The mobile telecommunications network is a joke.
I’ve yet to find a place in Bangkok where I can’t get a signal on my phone. Underground parking, subway, basement level of a building…I’m always connected. The GPS might be a bit weak, but as for calls, text, and internet? Almost always on. But in Canada as soon as you enter a parking garage or basement or get even remotely away from windows or line-of-sight to the outdoors, it’s like you turned on airplane mode. Nothing comes in or out.
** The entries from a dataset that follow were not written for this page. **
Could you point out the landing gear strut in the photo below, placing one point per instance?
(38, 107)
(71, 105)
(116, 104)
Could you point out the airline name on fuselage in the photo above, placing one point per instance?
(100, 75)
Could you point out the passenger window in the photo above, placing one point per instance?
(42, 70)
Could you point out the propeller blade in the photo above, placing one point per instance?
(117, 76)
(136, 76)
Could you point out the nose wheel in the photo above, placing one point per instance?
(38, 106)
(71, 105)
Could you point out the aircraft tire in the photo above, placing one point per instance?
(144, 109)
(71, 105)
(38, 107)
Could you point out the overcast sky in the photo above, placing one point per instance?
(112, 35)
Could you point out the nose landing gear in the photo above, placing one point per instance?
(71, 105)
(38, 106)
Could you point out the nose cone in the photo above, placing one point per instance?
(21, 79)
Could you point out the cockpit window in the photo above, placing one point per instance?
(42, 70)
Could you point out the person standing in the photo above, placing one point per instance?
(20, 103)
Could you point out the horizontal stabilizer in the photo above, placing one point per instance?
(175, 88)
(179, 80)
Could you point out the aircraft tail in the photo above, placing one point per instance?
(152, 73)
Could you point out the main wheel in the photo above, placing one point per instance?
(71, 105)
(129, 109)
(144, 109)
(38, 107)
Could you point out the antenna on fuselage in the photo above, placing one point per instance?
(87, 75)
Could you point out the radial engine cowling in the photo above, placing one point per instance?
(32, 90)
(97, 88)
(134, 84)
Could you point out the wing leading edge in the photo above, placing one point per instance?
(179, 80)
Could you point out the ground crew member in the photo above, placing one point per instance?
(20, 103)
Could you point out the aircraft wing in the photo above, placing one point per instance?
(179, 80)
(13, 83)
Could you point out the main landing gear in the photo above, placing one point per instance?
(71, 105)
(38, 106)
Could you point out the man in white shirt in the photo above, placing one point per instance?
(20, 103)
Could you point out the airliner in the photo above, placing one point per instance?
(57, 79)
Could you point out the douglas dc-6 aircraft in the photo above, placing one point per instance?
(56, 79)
The second way the mobile network sucks in Canada is that it’s so restrictive. Tons of paperwork, and lots of “Well, this network is good in the city, this is good in the province, this one doesn’t allow you do this, this one only allows you to do this…”. I bought a SIM card for my iPhone for $10 and added $50 credit – about 1,600 baht in total. This gave me a few texts, a few voice calls, and a tiny bit of data, which I used to download the maps for the GPS when driving. I used up my balance on the last day in Canada. In Bangkok I pay $34 (900 baht) per month for essentially unlimited voice, text, and data. Not even close.
I didn’t watch a lot of television when I was there, but the stuff I did see was awful. What happened to you, North America? Game shows, stupid reality shows, and awful personalities were all over the place…and the commercials! If it wasn’t pushing drugs or telling you to be scared of the next big disease, it was a tedious ad for some stupid product or show with a voice over that made me want to switch channels. Brutal.
But, you know, the weather was perfect, the traffic was organized, the air was clean, the moose were friendly, and being able to ask specific, nuanced questions of shopkeepers and information desks (with specific, nuanced answers in return) was a welcome luxury. I might love and live in Thailand, but my heart will always be red and white and leafy.